Truman then wrote what Margaret described as one of her father’s “most important letters” to Bess Truman.
“Well I’m here in the White House, the great white sepulcher of ambitions and reputations,” he wrote on Dec. 28.
“When you told me I might as well have stayed in Washington so far as you were concerned, I gave up…
He later added:
“You can never appreciate what it means to come home as I did the other evening after doing at least 100 things I didn’t want to do and have the only person in the world whose approval and good opinion I value look at me like I’m something the cat dragged in and tell me I’ve come in at last because I couldn’t find any reason to stay away.”
He went on to plead for her patience and support, as fate had rendered him the president.
“If that is the case you, Margie and everyone else who may have any influence on my actions must give me help and assistance; because no one ever needed help and assistance as I do now.”
Truman didn’t mail this letter. Truman Library archivists recovered it 27 years later in his office desk, upon the former president’s 1972 death.
It was, Margaret Truman Daniel wrote, the only one of the approximately 1,600 surviving letters that he wrote to Bess that he had kept there.
“It’s a wonderfully human story that shows them as a married couple,” Richardson said.
Maintaining harmony on the home front was a Harry Truman priority, added Daniel.

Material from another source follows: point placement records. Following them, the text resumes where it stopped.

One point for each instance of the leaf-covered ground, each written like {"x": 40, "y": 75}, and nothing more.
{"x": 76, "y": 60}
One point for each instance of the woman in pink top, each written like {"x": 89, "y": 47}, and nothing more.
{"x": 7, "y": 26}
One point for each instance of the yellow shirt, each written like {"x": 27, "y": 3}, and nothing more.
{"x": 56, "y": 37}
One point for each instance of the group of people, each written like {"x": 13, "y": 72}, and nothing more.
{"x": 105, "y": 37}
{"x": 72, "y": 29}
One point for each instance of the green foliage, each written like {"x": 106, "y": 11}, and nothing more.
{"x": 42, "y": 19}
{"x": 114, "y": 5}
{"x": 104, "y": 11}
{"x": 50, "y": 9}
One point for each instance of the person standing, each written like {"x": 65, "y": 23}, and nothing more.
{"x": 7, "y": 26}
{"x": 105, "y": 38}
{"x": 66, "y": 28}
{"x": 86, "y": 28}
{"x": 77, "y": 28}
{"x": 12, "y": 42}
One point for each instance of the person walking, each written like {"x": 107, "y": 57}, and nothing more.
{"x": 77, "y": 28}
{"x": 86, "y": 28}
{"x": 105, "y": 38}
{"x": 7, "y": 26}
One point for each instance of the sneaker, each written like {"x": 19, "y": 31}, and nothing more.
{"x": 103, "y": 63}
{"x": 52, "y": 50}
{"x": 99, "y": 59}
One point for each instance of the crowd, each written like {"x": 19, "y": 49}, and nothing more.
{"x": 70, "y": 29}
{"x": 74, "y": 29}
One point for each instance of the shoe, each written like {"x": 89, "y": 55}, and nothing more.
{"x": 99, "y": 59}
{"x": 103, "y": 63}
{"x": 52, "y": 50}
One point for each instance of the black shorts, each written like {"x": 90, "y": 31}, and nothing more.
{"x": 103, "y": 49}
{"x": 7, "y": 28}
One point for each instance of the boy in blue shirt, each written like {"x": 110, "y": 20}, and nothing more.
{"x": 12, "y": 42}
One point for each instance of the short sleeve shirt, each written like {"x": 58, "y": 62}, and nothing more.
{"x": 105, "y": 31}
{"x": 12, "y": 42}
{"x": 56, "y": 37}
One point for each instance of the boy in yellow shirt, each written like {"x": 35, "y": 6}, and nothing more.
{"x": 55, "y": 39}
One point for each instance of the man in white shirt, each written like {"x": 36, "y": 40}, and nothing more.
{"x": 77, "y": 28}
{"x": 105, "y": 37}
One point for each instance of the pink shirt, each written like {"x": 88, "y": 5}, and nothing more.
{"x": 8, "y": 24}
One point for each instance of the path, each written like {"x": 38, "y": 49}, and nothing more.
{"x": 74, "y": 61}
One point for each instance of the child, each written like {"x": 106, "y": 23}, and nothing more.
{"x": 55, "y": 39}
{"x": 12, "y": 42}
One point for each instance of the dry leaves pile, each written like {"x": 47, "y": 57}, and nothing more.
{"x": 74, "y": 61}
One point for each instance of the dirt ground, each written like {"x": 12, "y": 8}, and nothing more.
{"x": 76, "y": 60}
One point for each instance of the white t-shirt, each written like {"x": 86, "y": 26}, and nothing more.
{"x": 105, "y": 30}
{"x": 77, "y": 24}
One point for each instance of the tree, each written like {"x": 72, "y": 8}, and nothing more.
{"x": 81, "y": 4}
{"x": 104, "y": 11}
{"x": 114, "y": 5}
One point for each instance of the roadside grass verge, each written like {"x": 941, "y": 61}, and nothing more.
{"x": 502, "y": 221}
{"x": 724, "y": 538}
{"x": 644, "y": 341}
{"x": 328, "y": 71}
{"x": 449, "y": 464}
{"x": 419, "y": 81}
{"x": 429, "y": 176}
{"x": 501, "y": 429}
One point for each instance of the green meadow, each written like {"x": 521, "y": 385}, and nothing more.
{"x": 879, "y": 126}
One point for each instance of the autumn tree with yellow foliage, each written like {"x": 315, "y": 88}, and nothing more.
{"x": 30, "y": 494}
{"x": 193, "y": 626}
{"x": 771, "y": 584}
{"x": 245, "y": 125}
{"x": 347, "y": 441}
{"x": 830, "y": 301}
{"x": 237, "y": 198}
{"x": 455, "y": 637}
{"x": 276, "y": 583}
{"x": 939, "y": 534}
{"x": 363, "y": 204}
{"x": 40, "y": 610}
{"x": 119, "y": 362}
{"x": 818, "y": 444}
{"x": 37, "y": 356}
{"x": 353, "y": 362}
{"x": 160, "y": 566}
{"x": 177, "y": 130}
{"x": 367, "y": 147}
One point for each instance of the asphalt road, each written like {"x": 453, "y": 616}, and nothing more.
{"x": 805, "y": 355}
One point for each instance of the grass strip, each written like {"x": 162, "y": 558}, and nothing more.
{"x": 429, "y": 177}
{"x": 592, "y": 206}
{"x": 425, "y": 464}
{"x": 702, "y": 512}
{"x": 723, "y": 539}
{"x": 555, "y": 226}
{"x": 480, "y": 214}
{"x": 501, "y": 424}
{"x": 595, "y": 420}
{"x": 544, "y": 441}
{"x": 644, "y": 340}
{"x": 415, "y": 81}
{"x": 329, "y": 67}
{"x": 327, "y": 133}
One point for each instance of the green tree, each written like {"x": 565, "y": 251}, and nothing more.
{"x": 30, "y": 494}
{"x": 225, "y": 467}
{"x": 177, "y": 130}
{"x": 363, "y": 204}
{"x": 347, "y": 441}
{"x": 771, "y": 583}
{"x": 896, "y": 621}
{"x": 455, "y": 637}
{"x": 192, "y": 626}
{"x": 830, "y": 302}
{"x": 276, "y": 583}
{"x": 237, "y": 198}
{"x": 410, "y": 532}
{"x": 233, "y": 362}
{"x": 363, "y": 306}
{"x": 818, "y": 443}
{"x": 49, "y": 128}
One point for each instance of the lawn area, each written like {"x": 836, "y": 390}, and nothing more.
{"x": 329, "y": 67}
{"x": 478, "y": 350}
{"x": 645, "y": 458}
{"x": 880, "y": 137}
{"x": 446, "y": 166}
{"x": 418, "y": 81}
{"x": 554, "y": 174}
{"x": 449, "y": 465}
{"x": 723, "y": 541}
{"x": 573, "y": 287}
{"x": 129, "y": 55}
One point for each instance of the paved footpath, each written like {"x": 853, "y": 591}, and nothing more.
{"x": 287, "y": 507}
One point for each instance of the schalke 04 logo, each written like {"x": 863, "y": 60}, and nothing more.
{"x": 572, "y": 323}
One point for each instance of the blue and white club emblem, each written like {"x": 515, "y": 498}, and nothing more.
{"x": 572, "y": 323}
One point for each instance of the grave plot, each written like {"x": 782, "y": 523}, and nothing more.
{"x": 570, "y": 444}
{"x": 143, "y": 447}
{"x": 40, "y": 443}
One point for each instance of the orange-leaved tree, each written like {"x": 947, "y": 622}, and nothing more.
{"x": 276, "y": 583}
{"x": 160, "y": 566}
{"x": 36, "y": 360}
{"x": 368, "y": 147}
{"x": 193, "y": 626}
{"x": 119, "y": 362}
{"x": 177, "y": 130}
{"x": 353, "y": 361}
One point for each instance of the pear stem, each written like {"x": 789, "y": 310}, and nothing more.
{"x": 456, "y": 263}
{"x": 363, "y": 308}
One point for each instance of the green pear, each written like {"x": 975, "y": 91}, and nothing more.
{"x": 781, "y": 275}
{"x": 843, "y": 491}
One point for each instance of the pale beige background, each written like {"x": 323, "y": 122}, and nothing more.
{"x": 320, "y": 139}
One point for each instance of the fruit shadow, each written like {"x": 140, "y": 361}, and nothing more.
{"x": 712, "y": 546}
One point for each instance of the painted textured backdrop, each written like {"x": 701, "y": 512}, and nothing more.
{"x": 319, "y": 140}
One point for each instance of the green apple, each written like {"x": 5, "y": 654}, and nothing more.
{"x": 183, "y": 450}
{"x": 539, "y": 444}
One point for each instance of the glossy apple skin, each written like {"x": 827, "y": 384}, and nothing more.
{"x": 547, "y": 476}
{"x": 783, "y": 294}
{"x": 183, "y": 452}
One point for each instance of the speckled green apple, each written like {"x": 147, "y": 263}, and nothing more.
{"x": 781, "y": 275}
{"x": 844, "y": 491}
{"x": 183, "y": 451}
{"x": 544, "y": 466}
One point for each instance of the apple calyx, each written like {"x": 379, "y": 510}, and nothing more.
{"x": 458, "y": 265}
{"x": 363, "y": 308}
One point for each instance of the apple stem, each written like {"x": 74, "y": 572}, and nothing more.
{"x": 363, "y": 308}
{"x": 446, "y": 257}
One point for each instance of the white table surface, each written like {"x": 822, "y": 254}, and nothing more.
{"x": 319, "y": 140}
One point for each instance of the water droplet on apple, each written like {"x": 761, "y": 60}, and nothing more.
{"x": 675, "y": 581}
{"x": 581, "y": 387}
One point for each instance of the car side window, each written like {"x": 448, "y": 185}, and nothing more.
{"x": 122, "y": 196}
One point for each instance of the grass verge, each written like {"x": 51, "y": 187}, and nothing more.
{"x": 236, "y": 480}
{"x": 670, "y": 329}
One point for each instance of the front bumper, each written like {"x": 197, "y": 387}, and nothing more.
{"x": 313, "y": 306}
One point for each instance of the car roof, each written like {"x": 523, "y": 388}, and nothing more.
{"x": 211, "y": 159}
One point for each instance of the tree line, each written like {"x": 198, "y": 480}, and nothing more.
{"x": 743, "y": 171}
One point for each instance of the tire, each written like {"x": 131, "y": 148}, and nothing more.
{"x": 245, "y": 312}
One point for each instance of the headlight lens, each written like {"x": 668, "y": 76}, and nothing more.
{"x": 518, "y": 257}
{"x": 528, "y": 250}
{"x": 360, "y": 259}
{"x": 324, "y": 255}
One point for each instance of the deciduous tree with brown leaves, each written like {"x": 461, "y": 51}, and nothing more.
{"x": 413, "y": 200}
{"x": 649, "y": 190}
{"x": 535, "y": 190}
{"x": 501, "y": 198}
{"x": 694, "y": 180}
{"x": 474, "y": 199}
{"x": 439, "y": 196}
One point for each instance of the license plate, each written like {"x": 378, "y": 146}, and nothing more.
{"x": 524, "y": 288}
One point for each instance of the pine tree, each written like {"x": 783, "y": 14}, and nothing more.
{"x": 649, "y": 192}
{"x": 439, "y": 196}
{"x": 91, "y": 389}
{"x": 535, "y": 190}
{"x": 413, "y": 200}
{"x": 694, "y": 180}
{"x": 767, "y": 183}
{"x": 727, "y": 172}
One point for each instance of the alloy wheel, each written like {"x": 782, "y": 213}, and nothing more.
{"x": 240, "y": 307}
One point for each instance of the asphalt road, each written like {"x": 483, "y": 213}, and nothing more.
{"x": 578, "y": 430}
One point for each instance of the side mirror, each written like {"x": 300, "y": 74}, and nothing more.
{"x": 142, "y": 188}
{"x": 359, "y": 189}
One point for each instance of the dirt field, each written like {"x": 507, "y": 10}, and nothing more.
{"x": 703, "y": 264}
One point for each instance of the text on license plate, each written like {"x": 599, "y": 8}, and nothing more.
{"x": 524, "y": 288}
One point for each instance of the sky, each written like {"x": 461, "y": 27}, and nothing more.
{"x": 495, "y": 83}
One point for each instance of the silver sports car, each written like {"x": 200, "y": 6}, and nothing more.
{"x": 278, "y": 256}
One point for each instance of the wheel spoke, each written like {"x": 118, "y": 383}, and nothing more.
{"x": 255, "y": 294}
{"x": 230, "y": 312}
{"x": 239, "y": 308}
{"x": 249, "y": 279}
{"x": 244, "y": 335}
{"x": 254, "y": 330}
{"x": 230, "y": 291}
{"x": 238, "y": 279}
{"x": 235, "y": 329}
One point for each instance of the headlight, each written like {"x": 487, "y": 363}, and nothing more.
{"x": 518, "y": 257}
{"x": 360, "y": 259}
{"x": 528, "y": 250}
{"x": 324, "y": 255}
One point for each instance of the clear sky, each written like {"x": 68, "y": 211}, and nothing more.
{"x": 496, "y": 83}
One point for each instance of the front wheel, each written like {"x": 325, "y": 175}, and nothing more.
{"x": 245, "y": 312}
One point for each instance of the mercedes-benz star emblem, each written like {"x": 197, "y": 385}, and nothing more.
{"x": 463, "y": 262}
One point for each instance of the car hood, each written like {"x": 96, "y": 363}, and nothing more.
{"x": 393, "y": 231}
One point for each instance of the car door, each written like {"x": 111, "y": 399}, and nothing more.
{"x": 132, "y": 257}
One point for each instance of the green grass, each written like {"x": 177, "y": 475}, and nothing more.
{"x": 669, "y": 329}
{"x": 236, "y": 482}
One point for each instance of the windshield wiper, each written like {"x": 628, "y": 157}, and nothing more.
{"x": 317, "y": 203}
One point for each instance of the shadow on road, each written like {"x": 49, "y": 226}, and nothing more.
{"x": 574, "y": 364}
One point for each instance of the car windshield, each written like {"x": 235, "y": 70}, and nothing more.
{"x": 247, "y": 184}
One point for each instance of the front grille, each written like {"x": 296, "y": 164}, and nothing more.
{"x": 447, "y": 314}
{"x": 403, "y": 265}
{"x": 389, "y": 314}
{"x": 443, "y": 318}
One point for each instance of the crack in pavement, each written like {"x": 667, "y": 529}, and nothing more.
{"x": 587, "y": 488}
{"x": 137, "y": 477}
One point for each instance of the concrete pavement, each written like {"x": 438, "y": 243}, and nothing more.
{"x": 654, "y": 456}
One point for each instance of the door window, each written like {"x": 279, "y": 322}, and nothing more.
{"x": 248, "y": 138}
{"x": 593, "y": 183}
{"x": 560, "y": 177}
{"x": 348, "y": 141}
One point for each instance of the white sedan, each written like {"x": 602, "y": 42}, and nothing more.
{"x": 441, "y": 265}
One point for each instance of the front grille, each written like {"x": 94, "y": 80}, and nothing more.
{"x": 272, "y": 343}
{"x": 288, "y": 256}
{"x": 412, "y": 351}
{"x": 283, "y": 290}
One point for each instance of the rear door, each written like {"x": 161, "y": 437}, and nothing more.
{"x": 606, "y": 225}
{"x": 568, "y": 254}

“Grandpa always said that he could not do the job if not for the stable and supportive home life he had to come back to.”
Truman’s last Christmas was in 1972.
He had suffered various ailments that year, and doctors admitted him to Kansas City’s Research Medical Center on Dec. 5. As Christmas approached, bulletins described Truman as suffering from lung congestion, heart irregularity, kidney blockages and a failing digestive system.
He grew weaker on Christmas Eve and was reported in a deep coma on Christmas day.
He died at 7:50 a.m. on Dec. 26, at age 88.
Flatland contributor Brian Burnes is a Kansas City area writer.